Kemungkin akan ada lebih banyak lagi penetasan ke depannya. Pihak berwenang setempat mengatakan bahwa masih ada sejumlah sarang yang tersisa di pantai, yang diperkirakan akan menetas pada April.
Baca Juga: Suhu Ekstrem Tak Menghalangi Organisme Ini Berkembang Biak di Antartika
Penyu sisik (Eretmochelys imbricata) dianggap sebagai spesies yang terancam punah berdasarkan Daftar Merah IUCN. Ancaman utama mereka adalah manusia, bisa dalam bentuk penangkapan dan perburuan atau perusakan habitat dari pembangunan infrastruktur dan pengunjung yang merusak kondisi pantai.

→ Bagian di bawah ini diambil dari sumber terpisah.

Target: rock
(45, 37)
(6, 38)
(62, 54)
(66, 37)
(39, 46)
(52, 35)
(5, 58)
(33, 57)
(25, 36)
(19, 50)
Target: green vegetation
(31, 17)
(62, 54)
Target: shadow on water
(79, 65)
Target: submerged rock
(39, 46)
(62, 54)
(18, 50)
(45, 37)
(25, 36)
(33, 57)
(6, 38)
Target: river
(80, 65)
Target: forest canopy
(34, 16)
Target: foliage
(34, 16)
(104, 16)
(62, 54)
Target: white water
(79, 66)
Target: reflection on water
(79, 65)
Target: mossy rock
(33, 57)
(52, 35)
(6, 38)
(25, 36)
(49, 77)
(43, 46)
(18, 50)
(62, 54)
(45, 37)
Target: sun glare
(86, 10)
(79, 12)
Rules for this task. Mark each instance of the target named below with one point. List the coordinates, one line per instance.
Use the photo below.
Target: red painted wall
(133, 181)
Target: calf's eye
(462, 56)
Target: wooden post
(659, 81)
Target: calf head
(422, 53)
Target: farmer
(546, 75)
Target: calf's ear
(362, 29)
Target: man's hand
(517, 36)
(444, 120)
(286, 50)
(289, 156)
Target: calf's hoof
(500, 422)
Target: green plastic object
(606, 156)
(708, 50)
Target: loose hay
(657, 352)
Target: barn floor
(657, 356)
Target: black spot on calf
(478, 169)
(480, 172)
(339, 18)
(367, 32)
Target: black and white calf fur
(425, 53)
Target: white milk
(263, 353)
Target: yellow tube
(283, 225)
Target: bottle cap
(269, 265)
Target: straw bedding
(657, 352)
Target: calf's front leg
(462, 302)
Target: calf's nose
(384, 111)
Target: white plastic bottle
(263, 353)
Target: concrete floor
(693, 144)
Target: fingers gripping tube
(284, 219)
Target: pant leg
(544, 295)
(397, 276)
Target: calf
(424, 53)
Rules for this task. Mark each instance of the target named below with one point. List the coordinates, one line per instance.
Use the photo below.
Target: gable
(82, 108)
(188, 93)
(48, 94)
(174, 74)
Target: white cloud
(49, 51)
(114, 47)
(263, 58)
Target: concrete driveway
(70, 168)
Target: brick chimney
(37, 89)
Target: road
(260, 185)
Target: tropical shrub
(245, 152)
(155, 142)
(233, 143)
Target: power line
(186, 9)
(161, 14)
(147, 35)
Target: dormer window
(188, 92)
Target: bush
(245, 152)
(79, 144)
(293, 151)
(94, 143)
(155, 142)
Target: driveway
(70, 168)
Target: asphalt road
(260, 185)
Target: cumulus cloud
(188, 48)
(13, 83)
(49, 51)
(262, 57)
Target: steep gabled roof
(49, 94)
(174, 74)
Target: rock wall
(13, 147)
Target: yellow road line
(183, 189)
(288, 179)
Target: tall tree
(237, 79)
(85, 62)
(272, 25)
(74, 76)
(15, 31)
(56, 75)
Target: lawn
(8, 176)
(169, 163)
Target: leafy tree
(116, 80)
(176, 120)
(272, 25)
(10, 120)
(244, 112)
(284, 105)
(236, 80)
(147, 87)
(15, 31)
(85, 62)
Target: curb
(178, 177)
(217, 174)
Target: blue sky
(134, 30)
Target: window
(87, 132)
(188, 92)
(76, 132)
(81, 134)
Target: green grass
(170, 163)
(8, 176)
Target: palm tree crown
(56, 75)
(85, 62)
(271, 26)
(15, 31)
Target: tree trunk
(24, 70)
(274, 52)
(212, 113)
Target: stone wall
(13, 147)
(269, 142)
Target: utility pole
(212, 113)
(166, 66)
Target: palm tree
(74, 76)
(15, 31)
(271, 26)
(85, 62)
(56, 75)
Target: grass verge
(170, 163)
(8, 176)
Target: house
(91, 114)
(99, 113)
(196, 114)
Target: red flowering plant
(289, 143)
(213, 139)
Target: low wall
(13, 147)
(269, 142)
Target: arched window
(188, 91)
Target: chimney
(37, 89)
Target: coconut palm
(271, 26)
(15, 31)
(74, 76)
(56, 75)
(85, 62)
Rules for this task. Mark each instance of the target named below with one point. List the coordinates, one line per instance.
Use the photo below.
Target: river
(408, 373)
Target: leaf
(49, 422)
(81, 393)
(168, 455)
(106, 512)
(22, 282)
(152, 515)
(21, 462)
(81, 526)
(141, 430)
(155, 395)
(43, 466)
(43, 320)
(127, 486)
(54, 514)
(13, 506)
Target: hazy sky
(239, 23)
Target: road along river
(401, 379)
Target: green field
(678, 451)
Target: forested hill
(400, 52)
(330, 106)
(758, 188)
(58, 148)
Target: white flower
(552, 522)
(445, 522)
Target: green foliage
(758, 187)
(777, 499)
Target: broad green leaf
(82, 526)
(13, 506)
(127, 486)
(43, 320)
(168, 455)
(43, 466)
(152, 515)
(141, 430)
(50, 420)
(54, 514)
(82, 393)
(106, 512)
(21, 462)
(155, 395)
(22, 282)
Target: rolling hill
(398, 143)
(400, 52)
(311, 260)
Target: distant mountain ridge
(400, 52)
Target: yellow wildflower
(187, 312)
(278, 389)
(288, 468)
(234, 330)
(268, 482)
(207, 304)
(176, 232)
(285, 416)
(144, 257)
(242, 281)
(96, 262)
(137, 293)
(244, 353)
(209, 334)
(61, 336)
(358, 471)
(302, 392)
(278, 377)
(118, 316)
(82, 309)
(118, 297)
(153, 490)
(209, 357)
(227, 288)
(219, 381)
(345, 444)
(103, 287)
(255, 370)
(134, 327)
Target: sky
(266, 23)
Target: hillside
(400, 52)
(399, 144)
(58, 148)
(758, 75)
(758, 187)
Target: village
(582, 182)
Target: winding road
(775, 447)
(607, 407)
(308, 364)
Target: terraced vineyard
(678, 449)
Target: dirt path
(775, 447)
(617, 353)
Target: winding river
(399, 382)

Dikenal karena cangkangnya yang warna-warni dan paruhnya yang tajam, spesies ini memiliki jangkauan luas di seluruh dunia, tapi mereka paling betah hidup di terumbu tropis seperti di Samudra Hindia, Pasifik, dan Atlantik. Penetasan spesies ini lebih kecil dari telapak tangan dan dapat tumbuh hingga satu meter panjangnya.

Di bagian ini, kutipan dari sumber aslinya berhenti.